At this point, we feel as though we’re obligated to track this issue: When a plaintiff files a complaint in state court that names both residents and non-residents of the forum state as defendants, can the non-resident defendant remove before the resident defendant is served?

When we last posted on this subject, we noted that we were raising this issue for the “umpteenth” time. This post is . . . whatever comes after the umpteenth.

In Copley v. Wyeth, No. 09-722, 2009 WL 1089663 (E.D. Pa. Apr. 22, 2009), Suzanne Copley filed a complaint against Wyeth, Inc.; Wyeth Pharmaceuticals, Inc.; Schwarz Pharma, Inc.; Actavis, Inc.; and Actavis Elizabeth LLC in Pennsylvania state court for injuries she allegedly suffered from the long-term ingestion of Reglan (or metoclopramide) as prescribed by her physician.

Copley was a citizen of Tennessee, which made her citizenship diverse from that of all of the defendants. Copley filed the complaint on February 13, 2009. She served Schwarz Pharma, a citizen of Delaware, on February 17, and Schwarz removed the case to federal court on February 19.

Wyeth Pharmaceuticals, Inc., is a citizen of Pennsylvania, the state in which the lawsuit was filed.
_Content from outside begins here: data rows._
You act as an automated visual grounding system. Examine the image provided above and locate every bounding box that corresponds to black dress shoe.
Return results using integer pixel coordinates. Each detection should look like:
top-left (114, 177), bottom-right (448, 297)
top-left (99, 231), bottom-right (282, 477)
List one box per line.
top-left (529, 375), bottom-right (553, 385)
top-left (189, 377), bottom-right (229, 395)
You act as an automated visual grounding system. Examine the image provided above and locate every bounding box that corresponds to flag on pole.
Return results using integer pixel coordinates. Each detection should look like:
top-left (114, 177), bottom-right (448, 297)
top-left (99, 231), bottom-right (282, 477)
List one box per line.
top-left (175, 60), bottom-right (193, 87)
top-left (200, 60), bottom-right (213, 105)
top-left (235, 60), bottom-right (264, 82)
If Wyeth had been properly “joined and served” as a defendant before February 19, then the case would not have been removable. 28 U.S.C. Sec. 1441(b). But Schwarz removed the action before Copley had served Wyeth with the complaint.

Copley moved to remand.

The trial court first quoted the language of Section 1441(b), which authorizes removal of diversity cases so long as “none of the parties in interest properly joined and served as defendants is a citizen of the State in which such action is brought.” Id. Strictly construing that language, the court upheld the removal, denying plaintiff’s motion to remand.

The court discussed the situation where there’s only one defendant — a resident of the forum state — named in the complaint, and that defendant removes before it is served. The court saw a difference between “removal by an as-yet-unserved forum defendant and removal by a properly served non-forum defendant.” Copley, 2009 WL 1089663, at *2. The court wasn’t presented with that situation, and so didn’t have to decide the propriety of removal on those facts. The court held only that Schwarz’s removal (by a non-resident defendant) before service had been effected on Wyeth (a resident defendant) was permissible.

We’ve said it before, and we’ll say it again: We’ll continue to see this issue percolating in the trial courts until appellate courts finally provide some guidance.

And that guidance won’t come for a while — because orders remanding cases are ordinarily not reviewable on appeal (28 U.S.C. Sec. 1447) and orders denying motions to remand aren’t reviewable until a judgment is entered, which may not happen for years, if ever.

In the meantime, litigants will continue to spend time and money litigating, and judicial resources will be spent deciding, this preliminary procedural issue.